The third critical need is to provide Competence in Governing. Winning elections may be a necessary first step to governing, but the supposed purpose in winning is to enable one to then govern competently and fairly across the broadest sweep of the many conflicting constituencies and positions of the American people. After 8 years of mediocre performance delivering critical needs, after 8 years of legislative stalemate or pandering to one narrow constituency, after 8 years of financial irresponsibility by both parties, talented competent people with technical skills for their jobs along with big-minded thinking (instead of small-minded parochialism) is necessary. “Shaking things up” is NOT what is needed; things have already been shaken up so badly they are completely broken. We need to put all of Washington’s Humpty-Dumpty parts back together again in a way that they work together as a whole, not instigate more fighting and arguing and shouting. This rebuilding will not happen with someone who continually criticizes and cannot deliver his own base party; one cannot claim bipartisan leadership if he cannot even show effective leadership of his own partisan party.

These are the three key criteria.
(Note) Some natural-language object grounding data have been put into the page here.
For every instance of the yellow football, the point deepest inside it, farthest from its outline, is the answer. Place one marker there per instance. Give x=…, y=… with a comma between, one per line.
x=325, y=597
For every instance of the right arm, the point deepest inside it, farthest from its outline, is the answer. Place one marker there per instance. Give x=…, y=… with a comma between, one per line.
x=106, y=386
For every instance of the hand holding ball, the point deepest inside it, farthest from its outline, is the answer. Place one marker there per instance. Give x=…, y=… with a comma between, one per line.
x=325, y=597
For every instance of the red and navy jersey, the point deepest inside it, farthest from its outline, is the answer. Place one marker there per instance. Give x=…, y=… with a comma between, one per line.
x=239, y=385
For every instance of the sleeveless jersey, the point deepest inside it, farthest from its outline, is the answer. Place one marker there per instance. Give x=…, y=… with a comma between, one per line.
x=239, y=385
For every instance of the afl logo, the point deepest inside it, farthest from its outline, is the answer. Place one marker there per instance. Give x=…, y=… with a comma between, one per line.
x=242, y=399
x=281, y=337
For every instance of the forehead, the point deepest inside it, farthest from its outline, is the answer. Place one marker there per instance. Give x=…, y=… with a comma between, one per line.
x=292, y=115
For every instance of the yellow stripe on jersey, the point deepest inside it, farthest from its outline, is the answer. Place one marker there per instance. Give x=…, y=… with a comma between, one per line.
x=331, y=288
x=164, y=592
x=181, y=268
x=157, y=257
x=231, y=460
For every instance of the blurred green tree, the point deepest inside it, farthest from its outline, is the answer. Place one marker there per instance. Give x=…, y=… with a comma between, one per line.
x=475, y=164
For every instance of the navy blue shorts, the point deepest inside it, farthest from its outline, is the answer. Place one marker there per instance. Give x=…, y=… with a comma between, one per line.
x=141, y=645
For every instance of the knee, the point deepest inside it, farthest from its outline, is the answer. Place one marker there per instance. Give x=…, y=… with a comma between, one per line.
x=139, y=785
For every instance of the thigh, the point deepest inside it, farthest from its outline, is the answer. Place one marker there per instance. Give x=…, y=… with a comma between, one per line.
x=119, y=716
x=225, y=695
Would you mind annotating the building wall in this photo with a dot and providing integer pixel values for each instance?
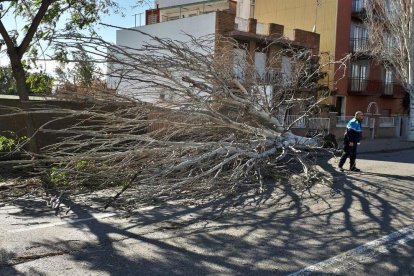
(301, 14)
(306, 15)
(180, 30)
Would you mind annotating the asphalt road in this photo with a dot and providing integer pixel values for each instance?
(363, 224)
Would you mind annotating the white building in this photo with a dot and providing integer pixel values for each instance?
(182, 20)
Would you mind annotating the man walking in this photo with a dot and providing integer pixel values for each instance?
(352, 137)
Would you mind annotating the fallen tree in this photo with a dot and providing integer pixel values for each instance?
(205, 130)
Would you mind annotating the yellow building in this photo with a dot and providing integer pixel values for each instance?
(339, 23)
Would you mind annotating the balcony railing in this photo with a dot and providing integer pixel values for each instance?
(242, 24)
(359, 44)
(358, 6)
(365, 87)
(262, 29)
(270, 77)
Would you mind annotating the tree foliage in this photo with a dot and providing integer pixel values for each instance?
(212, 133)
(390, 27)
(40, 83)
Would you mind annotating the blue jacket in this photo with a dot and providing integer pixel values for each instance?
(353, 131)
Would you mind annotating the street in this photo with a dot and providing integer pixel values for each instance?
(363, 224)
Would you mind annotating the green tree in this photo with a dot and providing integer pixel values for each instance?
(39, 83)
(7, 82)
(40, 20)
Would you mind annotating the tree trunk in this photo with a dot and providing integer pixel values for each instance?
(23, 93)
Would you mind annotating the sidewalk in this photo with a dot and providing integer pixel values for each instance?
(386, 144)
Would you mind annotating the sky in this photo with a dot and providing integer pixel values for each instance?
(132, 15)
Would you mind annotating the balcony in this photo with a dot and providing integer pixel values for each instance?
(359, 45)
(365, 87)
(358, 8)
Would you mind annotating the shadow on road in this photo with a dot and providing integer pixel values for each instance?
(274, 233)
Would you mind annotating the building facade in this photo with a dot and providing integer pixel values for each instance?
(182, 19)
(365, 84)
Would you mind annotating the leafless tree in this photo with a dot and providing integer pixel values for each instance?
(391, 32)
(205, 129)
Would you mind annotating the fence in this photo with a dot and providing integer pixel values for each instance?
(299, 121)
(342, 121)
(242, 24)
Put these cornerstone changes of attitude and method into place, and all the detailed issues that will certainly come and go will have a chance to be properly resolved. Without those cornerstones, it will be more of the same that we have already experienced.

When I look at these two completely distinctive candidates, only one appears to have a chance to achieve these changes. We do not need a twin set of would-be mavericks to “kick butts” in Washington, we need a person who can listen to all sides and find a workable middle ground that moves us forward. We do not need a shoot-from-the-hip impulsiveness, we need a thoughtfulness that thinks through actions to their probable conclusions. Given two candidates neither of which comes from an executive/administrator background, we can only look at how each has run his campaign for clues as to how he might govern; only one has demonstrated a well-managed campaign across the country for the duration of this campaign using innovative 21st-century techniques while surrounded by top-quality advisors that have stayed steady yet adaptable and responsive to events throughout. Only one has shown the capacity to look at old issues from a new perspective. In these times, we do not need a person with a legendary temper and petulance, qualities that are now on full public display.

For this important election, it is as much about repudiating where we have been as it is about talking an informed risk in casting a hope for tomorrow. One candidate is simply from a past time, a different era, and time has moved on. It is time this country moves on with the other candidate. The resume may be shorter, but it is the RIGHT resume. It is the resume of Barack Obama.